Pubblicato da krausmario in ottobre 30, 2018
Pubblicato in: -. Tag: Beethoven, Bruno Gripp, concerti per violino, Gluck, Haydn, Kraus, Rondò alla turca. Lascia un commento

Per approfondire la questione del Rondò alla turca ho preso spunto da un bellissimo articolo di Bruno Gripp tratto dal blog brasiliano Euterpe. Ascoltando musica del periodo classico (fino a Beethoven compreso) ci s’imbatte talvolta in una turcheria, alias una musica debordante di acciaccature, ritmi accentuatissimi e gruppetti discendenti, a pseudo-imitazione dello stile orientale.

Com’è noto, Mozart è stato come di consueto un assimilatore più che un innovatore, e ha spesso tenuto conto delle mode per trasfigurarle e trasformarle in idee immortali: troverete turcherie in tantissimi coevi di Mozart, tra cui Gluck o Kraus, per esempio nell’opera “Solimano II o I tre sultani”, che può evocare un po’ il Ratto dal serraglio, pur sapendo molto di divertissement.

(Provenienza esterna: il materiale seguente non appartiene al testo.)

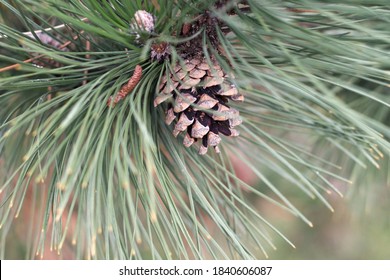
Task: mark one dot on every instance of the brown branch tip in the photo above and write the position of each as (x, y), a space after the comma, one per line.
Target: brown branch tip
(127, 88)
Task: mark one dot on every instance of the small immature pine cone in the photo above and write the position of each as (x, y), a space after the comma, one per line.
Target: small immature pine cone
(201, 92)
(143, 21)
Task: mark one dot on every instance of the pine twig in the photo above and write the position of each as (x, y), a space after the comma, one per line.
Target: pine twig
(127, 88)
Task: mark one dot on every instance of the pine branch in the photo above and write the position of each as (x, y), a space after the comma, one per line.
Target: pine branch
(114, 182)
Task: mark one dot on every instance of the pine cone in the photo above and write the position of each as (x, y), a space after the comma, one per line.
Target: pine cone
(201, 92)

Basterà l’ouverture per farsene un’idea:

Quando ascoltiamo il Beethoven turchesco delle Rovine di Atene o nel finale della Nona (come in “Froh wie seine sonnen fliegen” o nelle ultimissime scintillanti battute sulle parole “Freude, schöner Götterfunken”), pensiamo alla normale evoluzione di una moda condita con la potenza dell’orchestra beethoveniana, e invece scopriamo che il fenomenale Coro dei dervisci destò scandalo:

In realtà, come lo stesso Gripp ci avverte, Beethoven non aveva seguito una moda; l’aveva riesumata. Dopo aver furoreggiato per una ventina d’anni, ormai lo stile turco aveva fatto il suo tempo da un pezzo e nel 1795 la sua popolarità si era già esaurita, figurarsi nel 1811 o una decina d’anni più tardi. Eppure, come ci racconta l’articolo di Euterpe, le sue chiassose scorribande s’erano estese a ogni genere possibile: dalla sonata (come ben sappiamo) alle opere liriche (idem), dal concerto per violino (cfr, il rondò che funge da finale nel KV 219, o meglio il suo terzo couplet) alla sinfonia: una sorta di tempesta orientale sul Classicismo, ma solo su quello viennese. Questa moda non si espanse infatti in altre regioni.